They Shoot Horses, Don’t They?

He had a Ralph Lauren fleece hanging on the back of the door. I studied the logo with the same intensity he was using to scan my notes.

In another life, I went to polo matches – nothing like that scene in Pretty Woman, just damp fields in Simsbury. No tents, no sundresses, although there was champagne – well, prosecco. People wearing old money in Hunter boots and wax jackets, braying and jostling for prime position. But the horses were magnificent in that way things are when you’ve only ever imagined them, and then suddenly they appear, loud, steaming, like they were the missing part of you all along.

“Do you like polo? Do they even have polo in North Dakota?” I asked. His eyebrows furrowed. I pointed at his jacket, a miniature man lifting his mallet, ready to bash a ball – is that what it’s called? He started to talk, but I was plucking invisible strings. Ball? Puck? Wood, like in bowling? His eyes drifted to my fingers pressing an imaginary fingerboard. “I play the fiddle,” I told him. “It was supposed to be good for my ADHD.” Of course, it wasn’t a fiddle the doctor suggested—it was the violin.

He twisted in the chair; it squealed, and my baby kicked in warning.

“So, Rosamund – the ultrasound.”

“Yes. A girl, I’ve got a name picked out.”

He paused. I played Della Jane’s Heart on my ghost fiddle. Della was the name I’d chosen after hearing the song on KACL. Mother would never approve – which suits me fine.

“I’m so sorry. Before, we could have offered a procedure, but what with Roe…” He tailed off. “Is there any way you could move back to Connecticut?”

I got in the car and drove for hours. I love the way the land opens out here, everything just grass and sky. No pretending you’re something you’re not. Eventually, as dusk settled in, I found myself reaching the edge of Theodore Roosevelt Park. It was the first place I fell in love with here – the place that made me decide to stay. The Nokota arrived, their hooves becoming my heartbeat. The herd had a new pinto foal – vulnerability in mismatched socks. The Park Service called the horses feral, tried to get rid of them, but people objected, so they’re still here.

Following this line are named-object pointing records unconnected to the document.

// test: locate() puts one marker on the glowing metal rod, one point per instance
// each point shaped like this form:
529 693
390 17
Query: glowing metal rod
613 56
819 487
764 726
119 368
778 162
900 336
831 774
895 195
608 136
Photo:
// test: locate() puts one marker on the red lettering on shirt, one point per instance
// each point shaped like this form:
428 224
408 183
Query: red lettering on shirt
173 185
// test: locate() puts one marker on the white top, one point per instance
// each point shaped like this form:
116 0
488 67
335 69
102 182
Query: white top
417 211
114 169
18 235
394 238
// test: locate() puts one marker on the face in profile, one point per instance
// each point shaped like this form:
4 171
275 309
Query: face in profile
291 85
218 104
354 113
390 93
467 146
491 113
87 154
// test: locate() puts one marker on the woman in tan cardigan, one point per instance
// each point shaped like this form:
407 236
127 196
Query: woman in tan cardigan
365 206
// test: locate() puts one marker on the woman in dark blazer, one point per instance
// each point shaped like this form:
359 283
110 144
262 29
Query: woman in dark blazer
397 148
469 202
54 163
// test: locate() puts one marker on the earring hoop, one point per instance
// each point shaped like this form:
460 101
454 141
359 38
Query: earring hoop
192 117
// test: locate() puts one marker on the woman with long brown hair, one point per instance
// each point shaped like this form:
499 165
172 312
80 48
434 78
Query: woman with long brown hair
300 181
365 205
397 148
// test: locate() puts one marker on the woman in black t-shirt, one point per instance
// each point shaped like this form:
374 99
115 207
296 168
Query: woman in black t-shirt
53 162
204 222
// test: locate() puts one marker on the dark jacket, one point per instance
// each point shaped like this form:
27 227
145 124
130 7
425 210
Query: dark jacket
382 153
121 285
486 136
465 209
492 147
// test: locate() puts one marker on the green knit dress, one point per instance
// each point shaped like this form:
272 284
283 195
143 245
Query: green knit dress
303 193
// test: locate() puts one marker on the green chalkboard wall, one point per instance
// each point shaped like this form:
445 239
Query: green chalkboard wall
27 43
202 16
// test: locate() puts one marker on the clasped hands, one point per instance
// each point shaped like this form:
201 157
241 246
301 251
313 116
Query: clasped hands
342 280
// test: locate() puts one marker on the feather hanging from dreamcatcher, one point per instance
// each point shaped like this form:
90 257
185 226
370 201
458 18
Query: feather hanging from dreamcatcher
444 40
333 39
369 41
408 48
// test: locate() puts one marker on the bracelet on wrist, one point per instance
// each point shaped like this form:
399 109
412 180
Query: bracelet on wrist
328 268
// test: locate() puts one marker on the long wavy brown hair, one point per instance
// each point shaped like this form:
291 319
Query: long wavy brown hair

When I got to the bar for my shift, Annie was washing glasses, her belly straining against her thin cotton dress. She smiled and said, “Uffda,” an exclamation I’ve adopted, though I can’t quite pull off in my New England accent. “Everything okay with the baby, Rosie?” I nodded. “Here,” she went behind the counter and handed me a bulging plastic bag, “I got these for you from the Sisters. Did they tell you the sex? The way you’re carrying, I’d say it’s a girl.”

Later, in my motel room, I unpacked a rainbow of bibs, two softly yellowing onesies, and a rattle.

But it was the tiny socks that finally made me cry.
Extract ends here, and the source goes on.